The BabyBjorn Is Safe to Use
Like all good cribs, the BabyBjorn portable crib is very safe for your child to use. He can use it from newborn age to about age 3 (or until he’s able to climb out by himself). It doesn’t matter how much your child weighs as there is no upper weight limit for using this crib.
The BabyBjorn travel crib complies with these standards.
- EN 716 safety standard for folding cribs
- National fire safety requirements
- OEKO-TEX Standard 100, Class 1 for baby products
Check out the latest prices of the BabyBjorn Travel Crib Light here.
Graco Travel Lite Crib with Stages
The main point Graco likes to make about the Travel Lite crib is that it works for your child in three stages of his young life.
- Stage 1 – Newborn Bassinet
- Stage 2 – Infant Bassinet
- Stage 3 – New Toddler Playard
Stage 1 includes infants through babies up to 15 pounds. Stage 2 takes over from that weight and continues up to 20 pounds. Finally, Stage 3 handles children until they reach 35 inches or are able to climb out of the crib on their own, meaning you can use the Graco to transition your baby from sleeping in a bassinet to a crib.
These designations are nice, but they aren’t really any different from how you would treat a crib from any other manufacturer.

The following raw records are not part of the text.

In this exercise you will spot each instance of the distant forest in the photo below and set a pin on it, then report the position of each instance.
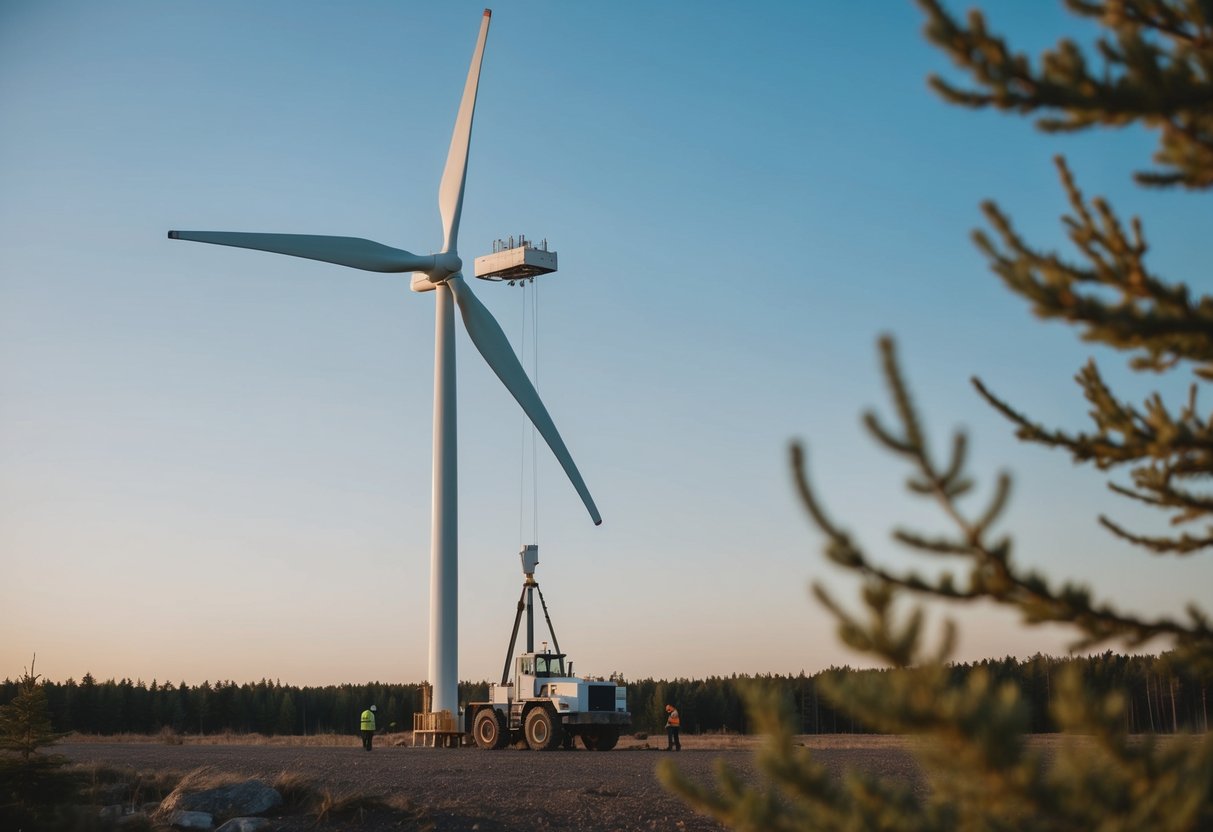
(1161, 699)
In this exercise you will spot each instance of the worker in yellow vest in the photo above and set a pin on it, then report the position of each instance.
(672, 724)
(368, 727)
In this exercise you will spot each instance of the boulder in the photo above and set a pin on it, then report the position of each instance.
(191, 820)
(251, 797)
(244, 825)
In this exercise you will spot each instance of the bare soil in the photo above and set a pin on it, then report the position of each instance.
(459, 790)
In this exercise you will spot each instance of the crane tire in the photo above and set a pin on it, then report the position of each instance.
(542, 730)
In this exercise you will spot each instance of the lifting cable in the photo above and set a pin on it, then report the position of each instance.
(529, 432)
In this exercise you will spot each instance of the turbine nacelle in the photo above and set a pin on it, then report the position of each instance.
(446, 265)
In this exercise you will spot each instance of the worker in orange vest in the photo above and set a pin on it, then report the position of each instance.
(672, 724)
(368, 727)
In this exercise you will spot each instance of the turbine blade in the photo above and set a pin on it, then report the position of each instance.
(351, 251)
(488, 337)
(450, 192)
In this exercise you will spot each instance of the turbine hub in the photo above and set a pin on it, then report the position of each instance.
(445, 265)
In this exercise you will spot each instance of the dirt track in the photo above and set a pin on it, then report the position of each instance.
(460, 790)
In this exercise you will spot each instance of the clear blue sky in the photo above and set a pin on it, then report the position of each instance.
(215, 463)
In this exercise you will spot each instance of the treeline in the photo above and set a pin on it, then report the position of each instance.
(1160, 696)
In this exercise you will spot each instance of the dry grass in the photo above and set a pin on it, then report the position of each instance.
(168, 736)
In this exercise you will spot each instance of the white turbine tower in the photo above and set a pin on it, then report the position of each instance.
(442, 274)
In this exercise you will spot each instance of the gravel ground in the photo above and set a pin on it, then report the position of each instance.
(459, 790)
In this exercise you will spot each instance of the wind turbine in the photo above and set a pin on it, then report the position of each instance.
(439, 273)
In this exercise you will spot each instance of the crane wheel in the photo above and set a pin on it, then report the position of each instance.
(544, 733)
(489, 729)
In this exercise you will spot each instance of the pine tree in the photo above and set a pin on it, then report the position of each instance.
(26, 721)
(35, 791)
(1155, 70)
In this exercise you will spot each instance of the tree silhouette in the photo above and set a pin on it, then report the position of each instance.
(1156, 70)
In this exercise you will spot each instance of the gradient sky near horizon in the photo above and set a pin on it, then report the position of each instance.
(216, 463)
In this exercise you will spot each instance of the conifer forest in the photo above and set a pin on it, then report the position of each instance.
(1161, 697)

You can, of course, fold up the crib for storage or travel. You get a carrying case as with the other models above.
A couple of features unique (among these cribs) to the Graco are that this one has wheels on the bottom and a canopy on top. If either or both of those items fit well in your situation, then the Graco travel crib would be the one to get.
It weighs less than 20 pounds. That’s not extremely heavy, but it does weigh more than either the Lotus or the BabyBjorn.
This crib has the smallest mattress area of the three. It measures just over 23 inches wide by 33 ½ inches long. (For some reason, Graco inverts those measurements, even though most people would give the “length” to the longest side.)
However, it is higher than the others at 23 ¼ inches. No dimensions are given for the folded up version. We’ve got one on order so we’ll let you know when we get it out of the box.
Graco Travel Cribs are so popular (they coined the term pack n play after all) so we’ve gone into more detail on the Graco Pack ‘n Play Mini-Crib range.
Or you can see the latest range and latest prices here.
Choosing Your Portable Travel Crib
Any of these cribs would be a wise purchase on your part. It depends on which features are most important to you.
If you like the backpack style, go with the Lotus. If you want a crib that sets up really quickly, try the BabyBjorn. If you need a canopy, check out the Graco.